The government’s search for investors to expand the plant, say activists, will result in increased pollution; the pumping of hot water into the sea, where it damages the delicate marine ecosystem; and a rise in coal-barge traffic, threatening the area’s reefs.
Pius said the three other proposed coal projects, all in Indonesian Borneo, were also of concern because they were mine-mouth plants, which meant that large swaths of forest would have to be cleared to accommodate them near existing coal mines.
Pius said projects with such big environmental concerns had no place on Indonesia’s investor pitch list, especially given that China itself was shutting down its coal plants and mines amid mounting concerns over air, water and soil pollution, and shifting to renewables. China currently leads the world in mass production of solar panels and other clean energy technologies.

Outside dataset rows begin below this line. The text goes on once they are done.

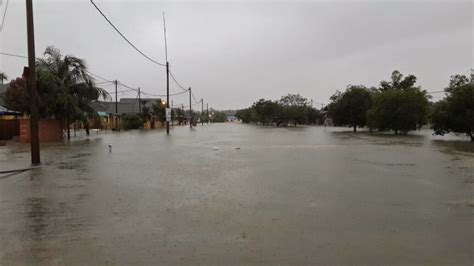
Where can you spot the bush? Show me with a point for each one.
(132, 122)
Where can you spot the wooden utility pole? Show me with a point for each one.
(139, 102)
(167, 96)
(202, 112)
(190, 110)
(116, 105)
(167, 77)
(172, 118)
(31, 83)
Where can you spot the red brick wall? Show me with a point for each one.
(9, 129)
(49, 130)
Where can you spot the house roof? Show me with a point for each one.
(3, 88)
(5, 111)
(124, 106)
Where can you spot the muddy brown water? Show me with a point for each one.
(288, 196)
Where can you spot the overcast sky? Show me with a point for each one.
(234, 52)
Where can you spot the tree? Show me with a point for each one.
(75, 88)
(218, 116)
(398, 105)
(294, 109)
(350, 107)
(16, 96)
(3, 77)
(159, 109)
(455, 113)
(132, 121)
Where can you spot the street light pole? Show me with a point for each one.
(167, 96)
(190, 110)
(31, 82)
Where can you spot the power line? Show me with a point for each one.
(4, 15)
(181, 86)
(150, 94)
(14, 55)
(194, 98)
(23, 56)
(123, 36)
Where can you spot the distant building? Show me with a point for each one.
(124, 106)
(3, 89)
(231, 118)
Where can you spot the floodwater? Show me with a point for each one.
(296, 196)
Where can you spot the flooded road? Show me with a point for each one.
(288, 196)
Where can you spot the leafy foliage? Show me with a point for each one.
(350, 108)
(3, 77)
(290, 109)
(398, 105)
(132, 122)
(455, 113)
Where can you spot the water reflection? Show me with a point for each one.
(454, 146)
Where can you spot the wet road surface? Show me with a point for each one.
(287, 196)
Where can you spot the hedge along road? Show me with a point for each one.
(304, 195)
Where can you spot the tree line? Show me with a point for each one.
(397, 105)
(65, 89)
(292, 109)
(400, 106)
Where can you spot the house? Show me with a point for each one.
(3, 89)
(231, 118)
(111, 119)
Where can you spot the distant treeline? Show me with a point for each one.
(396, 105)
(292, 109)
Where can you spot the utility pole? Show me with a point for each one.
(139, 102)
(116, 97)
(167, 94)
(172, 119)
(202, 112)
(31, 82)
(167, 77)
(190, 110)
(116, 105)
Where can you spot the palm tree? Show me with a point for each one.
(76, 88)
(3, 77)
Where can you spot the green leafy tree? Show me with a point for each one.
(75, 88)
(3, 77)
(159, 109)
(398, 105)
(294, 109)
(350, 107)
(217, 116)
(455, 113)
(246, 115)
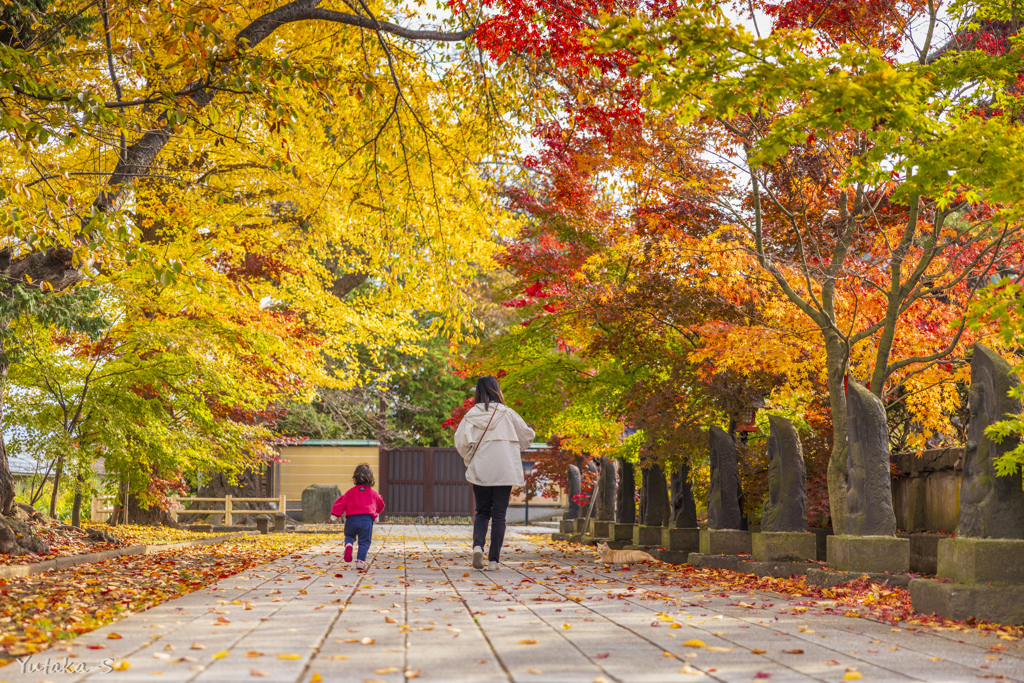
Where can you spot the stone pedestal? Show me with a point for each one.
(687, 540)
(1003, 604)
(987, 581)
(998, 561)
(868, 554)
(646, 536)
(619, 531)
(724, 542)
(783, 546)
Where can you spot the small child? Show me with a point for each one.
(360, 505)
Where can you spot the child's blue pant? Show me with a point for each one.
(360, 526)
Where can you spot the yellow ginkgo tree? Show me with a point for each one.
(328, 165)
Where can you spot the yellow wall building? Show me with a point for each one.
(323, 461)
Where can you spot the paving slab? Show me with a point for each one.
(551, 614)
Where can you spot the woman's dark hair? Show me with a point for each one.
(487, 391)
(363, 476)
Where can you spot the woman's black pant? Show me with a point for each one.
(492, 504)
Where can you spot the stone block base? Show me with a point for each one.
(619, 531)
(686, 540)
(783, 546)
(776, 569)
(1003, 604)
(982, 560)
(646, 536)
(825, 579)
(715, 561)
(866, 554)
(672, 556)
(924, 551)
(724, 542)
(821, 535)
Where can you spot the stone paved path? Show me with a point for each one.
(547, 616)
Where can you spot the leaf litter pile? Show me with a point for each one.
(38, 609)
(66, 541)
(860, 598)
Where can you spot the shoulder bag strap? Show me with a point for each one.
(495, 412)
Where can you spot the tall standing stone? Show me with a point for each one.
(867, 543)
(785, 509)
(657, 511)
(991, 507)
(626, 503)
(868, 488)
(606, 491)
(684, 507)
(572, 493)
(723, 494)
(981, 569)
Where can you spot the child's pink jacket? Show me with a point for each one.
(358, 501)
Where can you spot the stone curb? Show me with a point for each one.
(64, 562)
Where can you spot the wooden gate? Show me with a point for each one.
(424, 481)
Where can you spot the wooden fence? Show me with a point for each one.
(102, 508)
(424, 481)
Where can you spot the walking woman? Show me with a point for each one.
(489, 440)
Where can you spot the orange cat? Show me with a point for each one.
(609, 556)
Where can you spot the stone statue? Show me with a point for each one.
(626, 501)
(605, 507)
(991, 507)
(785, 509)
(657, 510)
(574, 488)
(684, 507)
(868, 484)
(723, 494)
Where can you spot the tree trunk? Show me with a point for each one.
(836, 364)
(6, 479)
(56, 484)
(76, 509)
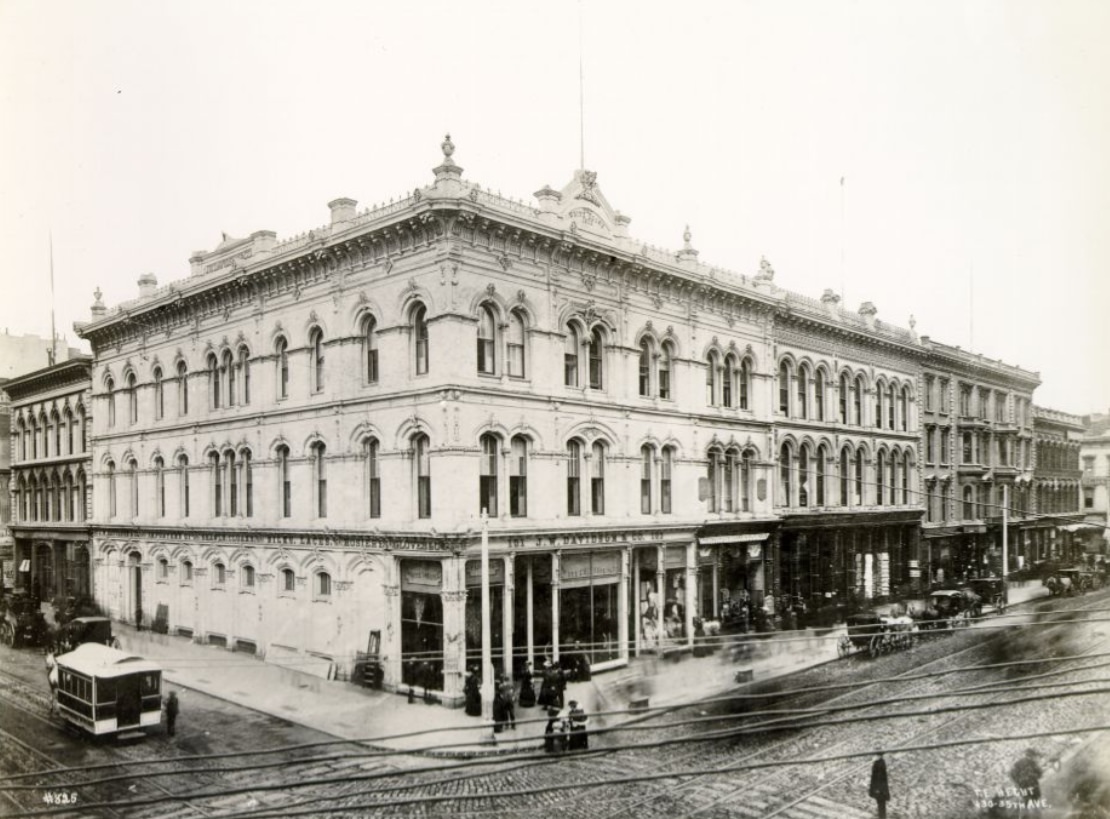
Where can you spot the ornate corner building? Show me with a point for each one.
(293, 447)
(50, 478)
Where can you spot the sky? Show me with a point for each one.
(971, 139)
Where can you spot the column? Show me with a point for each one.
(555, 603)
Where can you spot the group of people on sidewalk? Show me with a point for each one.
(566, 726)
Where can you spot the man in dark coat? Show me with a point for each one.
(171, 713)
(880, 787)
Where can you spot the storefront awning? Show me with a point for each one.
(716, 539)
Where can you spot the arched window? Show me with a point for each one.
(110, 388)
(132, 400)
(160, 486)
(665, 356)
(285, 482)
(370, 350)
(420, 339)
(423, 464)
(111, 488)
(645, 366)
(784, 388)
(646, 468)
(217, 474)
(159, 397)
(228, 374)
(820, 466)
(316, 343)
(665, 469)
(727, 382)
(859, 478)
(804, 475)
(596, 360)
(514, 359)
(244, 374)
(597, 479)
(803, 391)
(320, 477)
(518, 477)
(880, 471)
(229, 464)
(248, 484)
(710, 380)
(487, 341)
(183, 484)
(487, 475)
(182, 388)
(786, 475)
(573, 477)
(713, 477)
(215, 395)
(281, 350)
(571, 356)
(373, 477)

“At a time when coal is no longer competitive in China, Indonesia shouldn’t offer up investments for coal plants that have been abandoned by China itself,” Pius said. “The key is for the Indonesian government to not propose [coal projects]. If there’s no pitch, then China won’t invest in them.”
Conversely, he said, “When there’s an offer, of course China will take it.”

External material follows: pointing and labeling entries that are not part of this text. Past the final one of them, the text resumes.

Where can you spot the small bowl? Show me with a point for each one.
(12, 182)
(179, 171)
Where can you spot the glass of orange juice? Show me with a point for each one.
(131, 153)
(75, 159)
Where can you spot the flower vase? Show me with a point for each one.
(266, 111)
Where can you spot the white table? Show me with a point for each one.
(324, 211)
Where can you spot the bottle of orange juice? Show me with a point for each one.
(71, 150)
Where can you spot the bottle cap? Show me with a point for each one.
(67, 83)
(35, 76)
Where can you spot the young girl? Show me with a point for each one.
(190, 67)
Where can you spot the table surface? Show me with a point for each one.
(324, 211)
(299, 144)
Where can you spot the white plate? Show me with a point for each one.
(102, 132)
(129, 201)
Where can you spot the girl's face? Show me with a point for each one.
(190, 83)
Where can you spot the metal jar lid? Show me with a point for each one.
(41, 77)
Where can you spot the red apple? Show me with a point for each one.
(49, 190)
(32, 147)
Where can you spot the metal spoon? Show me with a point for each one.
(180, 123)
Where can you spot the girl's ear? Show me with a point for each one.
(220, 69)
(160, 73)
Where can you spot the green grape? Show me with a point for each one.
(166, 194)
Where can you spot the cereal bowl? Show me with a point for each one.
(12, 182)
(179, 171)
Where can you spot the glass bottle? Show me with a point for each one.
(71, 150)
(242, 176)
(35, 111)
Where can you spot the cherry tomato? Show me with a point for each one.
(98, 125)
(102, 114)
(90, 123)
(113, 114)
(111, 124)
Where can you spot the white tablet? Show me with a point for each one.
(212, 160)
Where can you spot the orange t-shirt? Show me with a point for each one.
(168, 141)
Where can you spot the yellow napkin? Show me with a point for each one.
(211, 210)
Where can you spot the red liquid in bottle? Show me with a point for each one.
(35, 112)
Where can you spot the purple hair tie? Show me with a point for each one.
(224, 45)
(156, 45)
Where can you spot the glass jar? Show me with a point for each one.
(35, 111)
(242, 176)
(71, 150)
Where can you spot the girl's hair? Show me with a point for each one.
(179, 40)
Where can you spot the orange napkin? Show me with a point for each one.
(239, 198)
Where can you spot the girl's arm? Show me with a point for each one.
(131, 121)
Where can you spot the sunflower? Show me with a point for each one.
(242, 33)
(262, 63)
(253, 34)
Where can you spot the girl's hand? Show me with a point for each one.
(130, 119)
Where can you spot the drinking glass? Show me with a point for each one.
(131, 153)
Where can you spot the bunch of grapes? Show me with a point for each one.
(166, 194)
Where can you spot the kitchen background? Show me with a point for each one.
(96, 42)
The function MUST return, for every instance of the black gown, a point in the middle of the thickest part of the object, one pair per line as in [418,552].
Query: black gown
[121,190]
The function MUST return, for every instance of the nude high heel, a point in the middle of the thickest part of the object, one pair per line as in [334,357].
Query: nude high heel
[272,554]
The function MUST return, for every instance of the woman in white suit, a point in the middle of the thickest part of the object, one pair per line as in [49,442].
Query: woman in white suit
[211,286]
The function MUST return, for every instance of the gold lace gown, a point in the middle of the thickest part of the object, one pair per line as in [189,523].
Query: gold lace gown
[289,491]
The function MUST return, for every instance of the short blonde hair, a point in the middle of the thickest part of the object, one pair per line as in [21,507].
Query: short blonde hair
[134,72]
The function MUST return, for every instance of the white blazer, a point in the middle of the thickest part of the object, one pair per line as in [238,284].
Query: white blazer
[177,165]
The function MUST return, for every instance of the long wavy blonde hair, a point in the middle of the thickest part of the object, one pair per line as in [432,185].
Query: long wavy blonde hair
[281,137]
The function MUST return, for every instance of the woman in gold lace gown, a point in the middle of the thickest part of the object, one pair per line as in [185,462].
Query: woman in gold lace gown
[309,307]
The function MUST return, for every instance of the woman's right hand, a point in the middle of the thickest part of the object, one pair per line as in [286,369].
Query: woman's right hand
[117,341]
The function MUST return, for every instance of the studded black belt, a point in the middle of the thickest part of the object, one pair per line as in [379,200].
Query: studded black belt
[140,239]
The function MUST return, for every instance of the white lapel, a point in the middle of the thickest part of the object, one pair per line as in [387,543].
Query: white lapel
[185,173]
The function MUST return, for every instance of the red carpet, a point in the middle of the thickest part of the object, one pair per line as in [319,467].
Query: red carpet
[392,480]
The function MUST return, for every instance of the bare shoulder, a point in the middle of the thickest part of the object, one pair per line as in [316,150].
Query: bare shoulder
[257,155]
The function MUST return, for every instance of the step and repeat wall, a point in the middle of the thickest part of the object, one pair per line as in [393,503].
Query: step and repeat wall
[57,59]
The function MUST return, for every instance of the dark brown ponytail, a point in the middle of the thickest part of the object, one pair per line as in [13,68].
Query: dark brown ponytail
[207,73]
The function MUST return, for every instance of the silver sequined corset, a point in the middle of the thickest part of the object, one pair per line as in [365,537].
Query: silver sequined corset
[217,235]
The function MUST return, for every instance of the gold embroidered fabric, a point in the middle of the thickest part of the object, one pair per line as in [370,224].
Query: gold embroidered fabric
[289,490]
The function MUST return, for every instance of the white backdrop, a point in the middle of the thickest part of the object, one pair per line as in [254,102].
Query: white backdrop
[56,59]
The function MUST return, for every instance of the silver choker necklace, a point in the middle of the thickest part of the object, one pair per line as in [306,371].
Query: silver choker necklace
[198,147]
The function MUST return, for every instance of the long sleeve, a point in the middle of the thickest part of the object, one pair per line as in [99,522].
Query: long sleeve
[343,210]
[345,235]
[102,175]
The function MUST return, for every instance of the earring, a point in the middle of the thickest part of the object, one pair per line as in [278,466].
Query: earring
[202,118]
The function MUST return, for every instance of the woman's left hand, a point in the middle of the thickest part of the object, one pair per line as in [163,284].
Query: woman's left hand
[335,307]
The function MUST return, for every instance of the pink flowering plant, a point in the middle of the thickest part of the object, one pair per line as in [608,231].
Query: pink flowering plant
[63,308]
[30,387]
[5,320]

“With China’s economy slowing down, of course they’re going to find ways to boost their economy and absorb their labors,” he added.
CERA’s Adhityani said China should use its leadership in clean energy to invest in renewable power projects in Indonesia.
“Why are there no big-scale solar projects, or more daring renewable projects in strategic locations?” she said. “This is important because China’s investments can trigger change and grow our renewable industry.”
Banner image: A worker walking by rows of solar panels at the Kayubihi Power Plant in Bangli, Bali. The Kayubihi Power Plant is the only solar-powered plant operating in Bali out of a total of three plants. Image by Anton Muhajir/Mongabay Indonesia.